Is there an accepted protocol for selling the stuff you produce from patterns? By that I mean some patterns come with a 'you may make 10 copies' caveat, others which are downloaded do not. Anyone make and sell stuff at craft fairs etc and make multiples of the same design - is there any limitation on what you can and cannot do with the scrolled product?

Are you allowed to sell product under your own name with no reference to the design or does the pattern source have to be acknowledged? Or is it generally accepted that if you are going to sell product commercially that you negotiate with the pattern designer in advance to use their pattern?

Many thanks,

Steve.


----------



## Toni Burghout (25 Jan 2007)

Steve,

I believe it stating the designers name says a lot about a persons integrity. The general public doesn't know that there are patterns for scrolled work and by sharing the name of the designer you are helping them too. Afterall, if the designer wasn't THERE, to start you on the project, would there be a project???? Put yourself in the designers place.... 

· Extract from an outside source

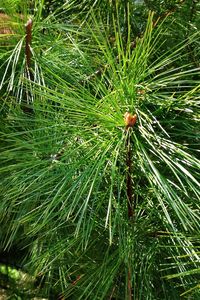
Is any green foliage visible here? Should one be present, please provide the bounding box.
[0,1,200,299]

Some designers will state what can be done with their patterns, for example, Chrestensen Burghout Designs policy is that a purchaser may make as many projects as they like from the design. We have customers who use our designs for laser, carving, pyrography, and scrolling.... so you can image those who use the laser may be able to make a lot more product to sell. 

We are in the "business" (if you want to call what we do a business) of starting the procedure. The creative procedure. 

Our patterns however, are registerd and protected by copyright. We make sure each design is registered so if there is an infringement of copyright, we are able to proceed against the offender. 

Our patterns indicate this and the agreement of purchase, basically you bought it, you can use it to make stuff to sell. HOWEVER, don't sell or distribute that pattern in ANY WAY or you are infringing on copyright laws. 

Last night I was talking with my sister who admitted to me that she spent hours trying to design something, and was surprised how long it took her. She is very creative, so it wasn't her creative abilities, but strictly the time involved it took to make sure the pattern worked. Most patterns are available at a nominal fee, for example, most of ours are 6.95, so if we really think about what it took in time to design, draw in Corel, format, create, and test ..... we make pennies unless that design is popular. 

If you are at all in doubt, ask the designer about the restrictions/if there are any.... BEFORE you purchase the pattern. 

Hope that helps.

Take care
Toni


----------



## StevieB (25 Jan 2007)

Thanks Toni, thats most helpful!

Steve.


----------